The Mauritius Commercial Bank (MCB) closed its inaugural GCC and India-focused syndicated term loan facility, raising $450 million.
Originally launched at $300 million, the facility attracted strong demand, securing commitments from 25 banks, including five new lenders alongside existing relationship banks. Oversubscribed by approximately 2.1 times, the transaction was upsized to $450 million.
Structured as a two-year term loan with a one-year extension option at the borrower’s discretion (2+1), the facility enhances funding flexibility and optimizes MCB’s maturity profile. Strong market support also enabled improved pricing, reducing the overall cost of funding.
Proceeds will be used for general corporate purposes, supporting MCB’s continued growth in Mauritius and across the African region.
“The successful completion of this syndication, with the participation of new lenders, reinforces the momentum of MCB’s funding program and underscores the bank’s continued attractiveness to international lenders,” Anbar Jowaheer, group head of strategic funding at MCB, said. “This transaction is consistent with our strong pipeline and further strengthens funding flexibility through a well-structured tenor profile, supporting disciplined balance sheet management.”

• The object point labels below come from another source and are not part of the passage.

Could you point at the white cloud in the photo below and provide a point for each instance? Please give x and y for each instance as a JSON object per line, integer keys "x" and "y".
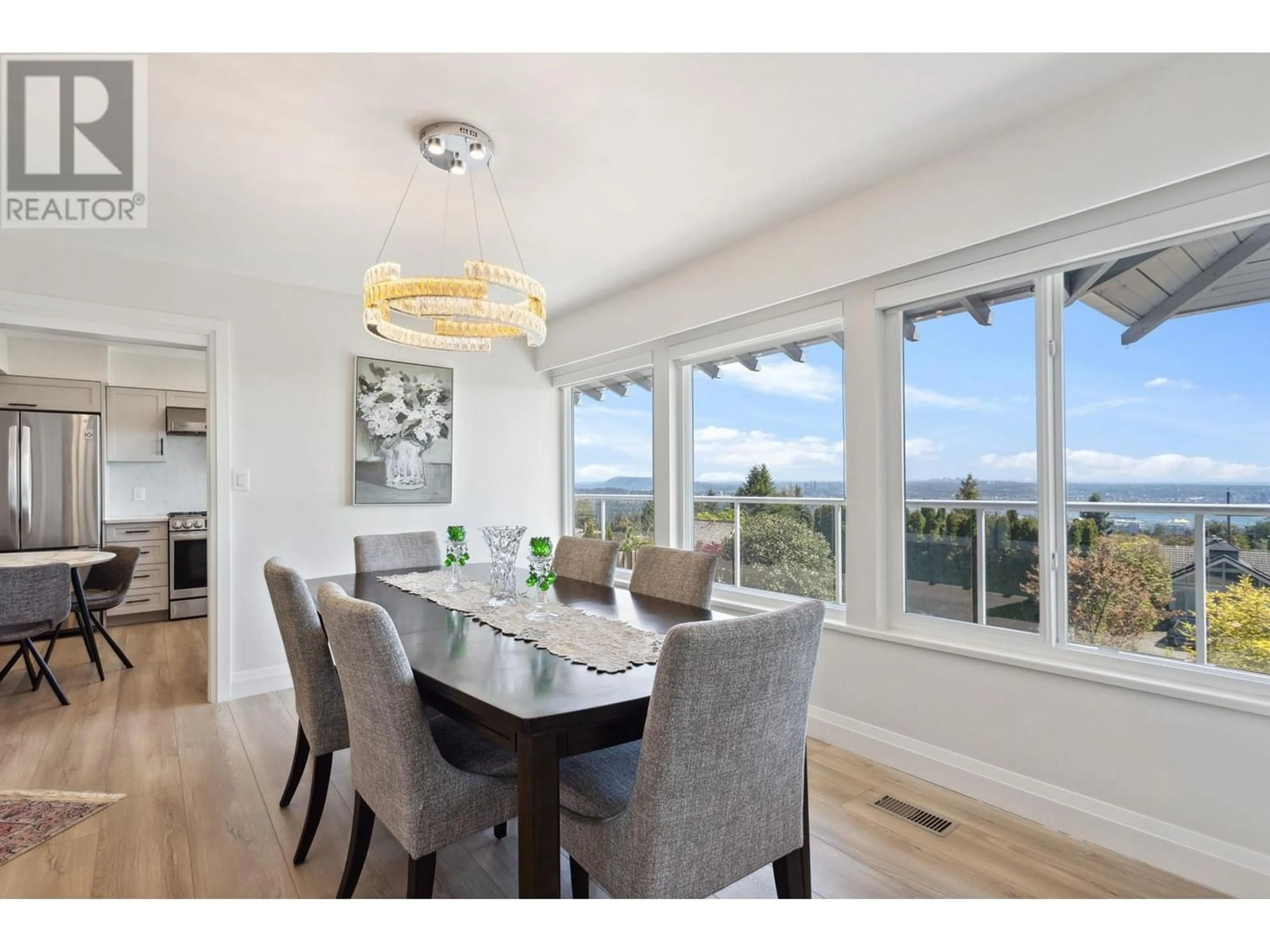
{"x": 922, "y": 449}
{"x": 1169, "y": 382}
{"x": 788, "y": 379}
{"x": 916, "y": 397}
{"x": 1085, "y": 465}
{"x": 606, "y": 471}
{"x": 1099, "y": 405}
{"x": 726, "y": 449}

Thierry Hebraud, CEO of MCB, added, “The strong oversubscription of this facility by GCC and Indian banks clearly reflects the sustained confidence investors place in MCB’s strategy and long-term growth ambitions. Building on our solid credit rating, we have achieved meaningful progress in further broadening and diversifying our funding base.”
Abu Dhabi Commercial Bank PJSC, Emirates NBD Capital, First Abu Dhabi Bank PJSC, Mashreqbank PSC, Mizuho Bank, SMBC Bank International PLC, Standard Chartered and State Bank of India (London branch) acted as coordinators and bookrunners.